Frequently Asked Questions

dict[key] raises a KeyError if the key does not exist. dict.get(key) returns None by default (or a custom default you provide: dict.get(key, default)). Use dict.get() when the key may not be present and you want to handle that gracefully. Use dict[key] when the key must exist and you want a loud failure if it does not.

Python 3.9+ supports the merge operator: merged = d1 | d2 (creates new dict) and d1 |= d2 (updates d1 in place). For older Python: merged = {**d1, **d2} (unpacking) creates a new merged dict, with d2 values winning on conflicts. d1.update(d2) updates d1 in place.
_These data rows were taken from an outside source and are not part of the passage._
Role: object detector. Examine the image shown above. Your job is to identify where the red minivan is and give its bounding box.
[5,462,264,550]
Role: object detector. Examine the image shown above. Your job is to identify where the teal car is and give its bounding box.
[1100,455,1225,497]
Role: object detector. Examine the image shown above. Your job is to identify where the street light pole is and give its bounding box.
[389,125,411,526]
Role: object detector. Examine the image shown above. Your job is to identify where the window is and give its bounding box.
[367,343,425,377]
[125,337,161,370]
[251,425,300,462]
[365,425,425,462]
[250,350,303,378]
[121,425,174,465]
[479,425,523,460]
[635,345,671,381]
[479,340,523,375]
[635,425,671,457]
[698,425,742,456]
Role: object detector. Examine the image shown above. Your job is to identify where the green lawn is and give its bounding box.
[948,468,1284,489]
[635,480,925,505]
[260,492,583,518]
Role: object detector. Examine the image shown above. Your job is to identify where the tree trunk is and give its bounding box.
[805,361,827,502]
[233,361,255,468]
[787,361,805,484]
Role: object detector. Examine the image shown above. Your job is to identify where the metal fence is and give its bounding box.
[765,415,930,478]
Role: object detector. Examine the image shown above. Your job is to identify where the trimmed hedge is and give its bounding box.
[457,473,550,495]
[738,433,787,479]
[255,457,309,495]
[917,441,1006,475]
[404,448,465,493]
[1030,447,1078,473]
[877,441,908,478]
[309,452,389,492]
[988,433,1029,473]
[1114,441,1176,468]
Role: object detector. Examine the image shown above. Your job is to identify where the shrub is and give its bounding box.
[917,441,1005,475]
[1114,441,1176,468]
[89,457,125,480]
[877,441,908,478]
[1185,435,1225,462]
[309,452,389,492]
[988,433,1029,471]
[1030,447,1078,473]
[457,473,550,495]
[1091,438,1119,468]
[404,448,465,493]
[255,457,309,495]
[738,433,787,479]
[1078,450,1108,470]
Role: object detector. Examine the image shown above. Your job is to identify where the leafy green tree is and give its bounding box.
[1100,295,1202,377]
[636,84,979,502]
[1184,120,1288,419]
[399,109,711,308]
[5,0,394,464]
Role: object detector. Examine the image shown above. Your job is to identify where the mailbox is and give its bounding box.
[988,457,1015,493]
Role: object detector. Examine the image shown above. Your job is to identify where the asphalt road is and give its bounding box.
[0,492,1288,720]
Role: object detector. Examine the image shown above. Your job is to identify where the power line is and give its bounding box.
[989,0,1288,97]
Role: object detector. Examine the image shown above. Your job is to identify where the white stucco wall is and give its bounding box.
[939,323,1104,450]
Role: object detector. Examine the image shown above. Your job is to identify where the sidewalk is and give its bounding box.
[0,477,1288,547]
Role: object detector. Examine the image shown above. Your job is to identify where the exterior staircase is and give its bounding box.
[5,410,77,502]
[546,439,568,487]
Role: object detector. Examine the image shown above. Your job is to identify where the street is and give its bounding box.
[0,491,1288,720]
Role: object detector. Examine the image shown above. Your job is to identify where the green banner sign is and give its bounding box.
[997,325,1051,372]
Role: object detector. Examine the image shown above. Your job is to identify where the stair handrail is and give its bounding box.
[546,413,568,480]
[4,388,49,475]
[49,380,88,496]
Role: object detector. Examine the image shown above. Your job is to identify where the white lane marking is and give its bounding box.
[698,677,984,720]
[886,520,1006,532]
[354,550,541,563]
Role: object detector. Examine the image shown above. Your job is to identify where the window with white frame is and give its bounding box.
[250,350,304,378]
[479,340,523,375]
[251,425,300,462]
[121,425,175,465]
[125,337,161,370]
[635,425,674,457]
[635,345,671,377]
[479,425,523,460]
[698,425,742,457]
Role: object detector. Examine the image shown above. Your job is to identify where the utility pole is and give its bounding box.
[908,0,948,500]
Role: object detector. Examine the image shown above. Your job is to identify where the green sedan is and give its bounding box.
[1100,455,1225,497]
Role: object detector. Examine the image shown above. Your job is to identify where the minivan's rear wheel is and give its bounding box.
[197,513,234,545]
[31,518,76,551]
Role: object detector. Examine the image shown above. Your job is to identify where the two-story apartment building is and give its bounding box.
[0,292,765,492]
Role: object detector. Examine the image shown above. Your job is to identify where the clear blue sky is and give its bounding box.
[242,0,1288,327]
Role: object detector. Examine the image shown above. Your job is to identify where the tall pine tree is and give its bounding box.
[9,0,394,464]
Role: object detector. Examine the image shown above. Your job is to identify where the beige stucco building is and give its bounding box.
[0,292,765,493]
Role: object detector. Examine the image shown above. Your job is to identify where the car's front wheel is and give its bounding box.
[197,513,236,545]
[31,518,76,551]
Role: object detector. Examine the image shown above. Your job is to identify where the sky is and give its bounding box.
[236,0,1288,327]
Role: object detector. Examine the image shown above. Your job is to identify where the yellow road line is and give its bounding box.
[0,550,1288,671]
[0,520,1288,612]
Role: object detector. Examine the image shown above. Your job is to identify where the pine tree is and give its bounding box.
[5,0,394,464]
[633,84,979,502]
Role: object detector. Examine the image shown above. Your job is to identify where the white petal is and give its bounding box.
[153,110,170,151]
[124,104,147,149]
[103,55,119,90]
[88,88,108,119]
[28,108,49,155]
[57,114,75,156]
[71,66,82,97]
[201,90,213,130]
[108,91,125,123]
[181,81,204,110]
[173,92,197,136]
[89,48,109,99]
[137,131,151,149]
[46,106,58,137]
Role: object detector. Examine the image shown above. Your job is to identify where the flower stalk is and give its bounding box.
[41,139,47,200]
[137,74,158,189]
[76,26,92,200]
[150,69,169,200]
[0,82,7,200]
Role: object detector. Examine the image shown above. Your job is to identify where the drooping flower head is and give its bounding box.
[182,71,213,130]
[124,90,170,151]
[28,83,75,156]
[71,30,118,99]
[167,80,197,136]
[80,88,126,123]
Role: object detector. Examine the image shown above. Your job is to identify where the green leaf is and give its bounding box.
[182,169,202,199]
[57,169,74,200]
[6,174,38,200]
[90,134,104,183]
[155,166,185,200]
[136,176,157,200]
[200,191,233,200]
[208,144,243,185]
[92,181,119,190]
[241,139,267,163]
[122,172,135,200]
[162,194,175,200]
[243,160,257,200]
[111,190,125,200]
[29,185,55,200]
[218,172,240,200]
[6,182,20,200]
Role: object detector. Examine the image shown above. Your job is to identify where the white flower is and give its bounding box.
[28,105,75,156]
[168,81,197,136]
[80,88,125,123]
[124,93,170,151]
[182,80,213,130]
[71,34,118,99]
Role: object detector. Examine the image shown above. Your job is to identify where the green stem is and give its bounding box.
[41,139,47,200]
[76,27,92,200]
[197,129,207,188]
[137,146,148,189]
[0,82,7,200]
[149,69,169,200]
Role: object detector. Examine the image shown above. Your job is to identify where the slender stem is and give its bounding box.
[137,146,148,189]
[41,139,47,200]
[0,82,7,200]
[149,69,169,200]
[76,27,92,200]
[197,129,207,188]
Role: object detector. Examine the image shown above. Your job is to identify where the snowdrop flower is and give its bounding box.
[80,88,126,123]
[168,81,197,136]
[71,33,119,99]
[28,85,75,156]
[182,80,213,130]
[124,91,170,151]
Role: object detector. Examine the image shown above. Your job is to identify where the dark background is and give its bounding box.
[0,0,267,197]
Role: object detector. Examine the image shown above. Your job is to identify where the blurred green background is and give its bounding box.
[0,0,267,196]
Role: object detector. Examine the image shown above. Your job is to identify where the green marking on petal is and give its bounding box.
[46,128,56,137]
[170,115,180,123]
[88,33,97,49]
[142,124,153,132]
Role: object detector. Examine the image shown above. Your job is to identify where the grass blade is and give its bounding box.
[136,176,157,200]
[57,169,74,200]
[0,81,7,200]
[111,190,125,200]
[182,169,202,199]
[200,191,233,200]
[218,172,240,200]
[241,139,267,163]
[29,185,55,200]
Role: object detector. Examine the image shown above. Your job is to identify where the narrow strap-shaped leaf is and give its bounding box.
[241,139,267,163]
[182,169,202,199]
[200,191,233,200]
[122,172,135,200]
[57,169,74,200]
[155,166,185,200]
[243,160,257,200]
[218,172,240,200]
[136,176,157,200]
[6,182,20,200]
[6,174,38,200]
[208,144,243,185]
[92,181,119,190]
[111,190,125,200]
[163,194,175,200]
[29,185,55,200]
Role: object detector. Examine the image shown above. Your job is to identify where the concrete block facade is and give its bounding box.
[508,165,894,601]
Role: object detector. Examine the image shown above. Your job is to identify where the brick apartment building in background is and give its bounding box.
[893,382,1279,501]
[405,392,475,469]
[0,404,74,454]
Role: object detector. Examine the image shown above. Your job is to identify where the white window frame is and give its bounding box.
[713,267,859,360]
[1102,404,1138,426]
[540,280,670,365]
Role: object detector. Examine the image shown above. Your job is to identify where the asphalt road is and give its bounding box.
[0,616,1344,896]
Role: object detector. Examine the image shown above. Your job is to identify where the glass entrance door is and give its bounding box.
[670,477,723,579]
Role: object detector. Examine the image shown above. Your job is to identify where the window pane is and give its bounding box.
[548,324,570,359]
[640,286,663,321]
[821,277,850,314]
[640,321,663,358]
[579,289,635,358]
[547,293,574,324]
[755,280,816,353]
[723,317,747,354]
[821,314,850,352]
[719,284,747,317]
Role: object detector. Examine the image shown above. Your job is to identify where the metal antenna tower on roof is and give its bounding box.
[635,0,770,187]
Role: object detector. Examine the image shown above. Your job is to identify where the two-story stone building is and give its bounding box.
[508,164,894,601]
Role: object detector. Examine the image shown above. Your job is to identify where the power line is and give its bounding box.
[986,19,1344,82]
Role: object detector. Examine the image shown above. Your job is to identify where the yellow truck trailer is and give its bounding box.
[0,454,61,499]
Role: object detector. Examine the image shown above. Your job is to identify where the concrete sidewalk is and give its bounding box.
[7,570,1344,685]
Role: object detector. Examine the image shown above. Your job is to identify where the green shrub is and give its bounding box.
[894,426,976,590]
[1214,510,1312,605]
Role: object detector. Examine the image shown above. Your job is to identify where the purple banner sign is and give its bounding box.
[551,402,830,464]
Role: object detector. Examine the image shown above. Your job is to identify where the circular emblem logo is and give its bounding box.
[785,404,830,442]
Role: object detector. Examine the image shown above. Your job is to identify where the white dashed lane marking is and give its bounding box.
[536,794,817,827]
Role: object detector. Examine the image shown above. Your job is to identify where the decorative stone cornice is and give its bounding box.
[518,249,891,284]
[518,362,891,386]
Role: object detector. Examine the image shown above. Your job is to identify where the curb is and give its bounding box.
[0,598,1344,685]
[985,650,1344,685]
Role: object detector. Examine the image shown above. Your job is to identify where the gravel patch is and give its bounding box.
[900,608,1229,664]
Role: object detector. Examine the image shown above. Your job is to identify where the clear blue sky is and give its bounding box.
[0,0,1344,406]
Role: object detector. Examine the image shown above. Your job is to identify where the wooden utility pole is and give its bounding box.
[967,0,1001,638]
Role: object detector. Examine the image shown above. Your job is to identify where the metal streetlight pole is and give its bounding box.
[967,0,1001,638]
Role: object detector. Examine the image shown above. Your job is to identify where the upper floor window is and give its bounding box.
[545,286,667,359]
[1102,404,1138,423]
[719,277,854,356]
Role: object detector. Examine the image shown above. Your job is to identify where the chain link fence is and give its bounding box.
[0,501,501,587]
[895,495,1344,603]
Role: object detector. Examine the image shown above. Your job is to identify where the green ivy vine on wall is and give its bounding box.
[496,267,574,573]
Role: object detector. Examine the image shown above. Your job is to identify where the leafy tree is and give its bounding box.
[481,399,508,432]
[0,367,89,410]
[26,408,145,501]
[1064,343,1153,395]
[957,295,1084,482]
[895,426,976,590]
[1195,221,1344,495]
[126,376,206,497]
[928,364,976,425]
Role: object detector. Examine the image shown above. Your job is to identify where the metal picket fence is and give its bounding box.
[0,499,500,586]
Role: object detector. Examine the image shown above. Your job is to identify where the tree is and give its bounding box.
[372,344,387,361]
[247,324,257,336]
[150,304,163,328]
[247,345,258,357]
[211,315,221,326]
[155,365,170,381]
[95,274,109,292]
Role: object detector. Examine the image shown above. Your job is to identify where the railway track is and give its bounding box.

Yes, as of Python 3.7+, dictionaries maintain insertion order as a language guarantee (CPython 3.6+ also maintained order as an implementation detail). When you iterate over a dict, you get keys in the order they were inserted. If you need a dict that also supports order-based operations (like moving keys to front/end), use collections.OrderedDict.

Any hashable (immutable) type: strings, numbers, booleans, tuples (if all elements are hashable), None. Mutable types - lists, dicts, sets - cannot be keys because their hash value would change when modified. If you need a mutable container as a key, convert it to a tuple or frozenset first.